From   Gary Longton <[email protected]>
To   [email protected]
Subject   Re: st: "random" seed for uniform()
Date   Thu, 09 Oct 2003 12:21:55 -0700

J. Michael Oakes wrote:

> Using Stata 8, I want to have a different seed each time I call an *.ado
> file with uniform() in it. I recall setting seed to 'system time' in SAS and
> in Stata... I think... and that worked well.
> Now I cannot recall how to set a new "random" seed and it's driving me nuts.
> I'm sure I'm missing something totally obvious but I cannot see outside of
> my box.

It is very possible that I am misunderstanding the intention of multiple calls to the ado file, so please disregard if the conditions described don't fit your situation.

a) you are making calls to your ado file within a *single* Stata session (say within another ado or do file) and
b) you want to ensure "randomness" for the numbers generated between calls (eg. say the purpose of each call is to run a single simulations among multiple simulations - say to generate a random sample from some distribution and calculate the value of some statistic, and you will be repeating this call to the ado file to generate multiple random samples)

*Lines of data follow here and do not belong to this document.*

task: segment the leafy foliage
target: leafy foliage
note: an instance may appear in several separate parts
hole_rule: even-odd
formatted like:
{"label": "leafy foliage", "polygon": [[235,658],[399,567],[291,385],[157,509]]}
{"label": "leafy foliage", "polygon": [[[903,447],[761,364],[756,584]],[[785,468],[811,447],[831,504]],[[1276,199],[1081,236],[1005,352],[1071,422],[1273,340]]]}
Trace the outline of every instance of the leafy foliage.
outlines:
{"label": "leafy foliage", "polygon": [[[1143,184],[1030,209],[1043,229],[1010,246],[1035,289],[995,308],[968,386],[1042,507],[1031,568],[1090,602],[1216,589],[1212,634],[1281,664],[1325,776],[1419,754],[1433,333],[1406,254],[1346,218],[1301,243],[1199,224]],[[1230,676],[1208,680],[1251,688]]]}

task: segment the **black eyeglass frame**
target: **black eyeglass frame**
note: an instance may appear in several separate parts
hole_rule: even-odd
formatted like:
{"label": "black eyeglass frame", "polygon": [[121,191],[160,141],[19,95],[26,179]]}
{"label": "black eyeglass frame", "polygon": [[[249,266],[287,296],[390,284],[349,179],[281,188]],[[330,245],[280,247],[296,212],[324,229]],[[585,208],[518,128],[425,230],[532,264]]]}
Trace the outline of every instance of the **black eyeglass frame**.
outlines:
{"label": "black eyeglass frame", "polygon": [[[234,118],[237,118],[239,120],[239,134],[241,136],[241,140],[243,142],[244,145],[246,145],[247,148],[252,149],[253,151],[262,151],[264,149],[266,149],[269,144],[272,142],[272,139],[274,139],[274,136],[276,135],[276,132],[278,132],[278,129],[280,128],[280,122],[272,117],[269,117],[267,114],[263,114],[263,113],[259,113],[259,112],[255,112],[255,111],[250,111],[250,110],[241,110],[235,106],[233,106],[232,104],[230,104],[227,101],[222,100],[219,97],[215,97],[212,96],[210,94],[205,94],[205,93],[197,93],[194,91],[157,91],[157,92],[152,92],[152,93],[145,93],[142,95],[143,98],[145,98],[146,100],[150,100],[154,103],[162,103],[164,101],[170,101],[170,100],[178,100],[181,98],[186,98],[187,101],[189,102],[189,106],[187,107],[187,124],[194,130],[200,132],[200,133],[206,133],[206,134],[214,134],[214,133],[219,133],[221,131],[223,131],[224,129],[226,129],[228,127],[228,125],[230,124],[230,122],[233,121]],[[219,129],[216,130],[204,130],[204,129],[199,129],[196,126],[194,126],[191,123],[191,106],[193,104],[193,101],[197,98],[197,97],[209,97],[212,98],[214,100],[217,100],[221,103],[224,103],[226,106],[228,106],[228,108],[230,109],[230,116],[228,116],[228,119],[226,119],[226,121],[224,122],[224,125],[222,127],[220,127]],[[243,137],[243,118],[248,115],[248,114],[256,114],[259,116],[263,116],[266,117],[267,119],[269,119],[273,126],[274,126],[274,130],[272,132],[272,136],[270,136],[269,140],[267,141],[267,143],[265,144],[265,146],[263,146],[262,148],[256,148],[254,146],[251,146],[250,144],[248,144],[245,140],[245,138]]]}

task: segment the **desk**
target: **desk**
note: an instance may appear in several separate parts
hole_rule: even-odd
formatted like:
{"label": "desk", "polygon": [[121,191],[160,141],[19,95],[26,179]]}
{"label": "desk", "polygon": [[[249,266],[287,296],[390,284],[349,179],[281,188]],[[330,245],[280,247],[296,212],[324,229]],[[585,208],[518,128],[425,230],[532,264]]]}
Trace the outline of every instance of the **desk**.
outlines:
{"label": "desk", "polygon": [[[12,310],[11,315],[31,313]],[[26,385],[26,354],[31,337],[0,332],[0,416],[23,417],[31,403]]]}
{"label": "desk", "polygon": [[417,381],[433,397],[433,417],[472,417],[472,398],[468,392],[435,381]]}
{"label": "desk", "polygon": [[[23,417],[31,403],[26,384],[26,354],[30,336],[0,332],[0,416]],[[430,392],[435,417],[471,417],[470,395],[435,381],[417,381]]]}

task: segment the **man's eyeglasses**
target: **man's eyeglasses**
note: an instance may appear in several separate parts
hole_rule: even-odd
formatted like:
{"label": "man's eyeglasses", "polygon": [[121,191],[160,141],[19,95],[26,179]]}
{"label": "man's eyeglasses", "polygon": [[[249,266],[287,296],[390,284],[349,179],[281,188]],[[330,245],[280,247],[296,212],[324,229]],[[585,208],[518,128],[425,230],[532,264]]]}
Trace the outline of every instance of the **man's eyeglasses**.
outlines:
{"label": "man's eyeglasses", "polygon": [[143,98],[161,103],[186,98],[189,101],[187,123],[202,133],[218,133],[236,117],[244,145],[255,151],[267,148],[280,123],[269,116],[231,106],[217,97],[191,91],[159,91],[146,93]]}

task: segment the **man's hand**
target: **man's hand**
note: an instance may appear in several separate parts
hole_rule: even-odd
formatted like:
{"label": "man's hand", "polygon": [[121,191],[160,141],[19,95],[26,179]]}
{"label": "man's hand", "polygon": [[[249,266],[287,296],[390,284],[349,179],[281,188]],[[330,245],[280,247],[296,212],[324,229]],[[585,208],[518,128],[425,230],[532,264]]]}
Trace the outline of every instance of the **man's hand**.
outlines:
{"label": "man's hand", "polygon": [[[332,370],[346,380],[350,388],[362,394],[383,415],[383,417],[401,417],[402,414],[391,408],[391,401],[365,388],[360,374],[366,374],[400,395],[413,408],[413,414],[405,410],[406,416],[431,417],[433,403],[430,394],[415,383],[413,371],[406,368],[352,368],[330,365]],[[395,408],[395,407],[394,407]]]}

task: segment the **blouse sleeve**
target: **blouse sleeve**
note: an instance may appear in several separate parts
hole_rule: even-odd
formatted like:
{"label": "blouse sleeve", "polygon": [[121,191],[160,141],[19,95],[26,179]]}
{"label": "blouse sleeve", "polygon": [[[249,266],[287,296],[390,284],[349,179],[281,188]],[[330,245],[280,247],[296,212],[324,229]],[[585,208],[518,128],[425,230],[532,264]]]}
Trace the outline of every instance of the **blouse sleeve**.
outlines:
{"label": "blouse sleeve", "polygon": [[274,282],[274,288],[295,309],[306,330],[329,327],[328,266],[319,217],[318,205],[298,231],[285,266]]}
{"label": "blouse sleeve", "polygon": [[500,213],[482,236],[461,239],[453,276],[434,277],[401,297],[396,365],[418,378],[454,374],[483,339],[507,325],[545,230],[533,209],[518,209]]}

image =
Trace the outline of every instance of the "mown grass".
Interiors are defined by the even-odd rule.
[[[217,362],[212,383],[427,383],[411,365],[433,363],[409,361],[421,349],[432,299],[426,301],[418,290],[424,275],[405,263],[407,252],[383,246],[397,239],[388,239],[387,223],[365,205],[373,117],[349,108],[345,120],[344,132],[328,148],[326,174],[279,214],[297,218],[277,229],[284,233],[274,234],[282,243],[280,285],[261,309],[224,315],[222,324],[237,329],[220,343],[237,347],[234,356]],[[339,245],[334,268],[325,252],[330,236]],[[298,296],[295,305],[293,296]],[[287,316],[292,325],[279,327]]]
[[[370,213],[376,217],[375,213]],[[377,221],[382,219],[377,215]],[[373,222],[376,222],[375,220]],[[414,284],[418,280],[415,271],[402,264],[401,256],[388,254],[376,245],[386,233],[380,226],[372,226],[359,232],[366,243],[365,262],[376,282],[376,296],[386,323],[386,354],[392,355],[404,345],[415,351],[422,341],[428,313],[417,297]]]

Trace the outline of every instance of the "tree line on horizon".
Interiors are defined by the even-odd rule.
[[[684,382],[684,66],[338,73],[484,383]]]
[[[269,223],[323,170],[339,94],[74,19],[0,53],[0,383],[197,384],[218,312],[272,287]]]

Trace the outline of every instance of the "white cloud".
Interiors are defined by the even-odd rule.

Then, I would argue against changing the seed at all.

1) there is no need
The seed does change each time a new random number is generated via the uniform() function according the recursion described in the [R]functions p.441 technical note (actually 4 different seeds corresponding to the 4 recursions of the KISS generator) and so will also change between calls to your ado-file within a session.

2) More importanly, the seeds will change in a manner which guarantees that the resulting overall sequence of uniform random numbers (which will continue between calls to your ado file) has the properties described for the generator.

By using a formula or a call to the system time to change the seed between calls or samples, you will in effect be creating your own random number generator with properties which are unknown and likely far inferior to those of the KISS generator (eg. the period will likely be shortened substantially).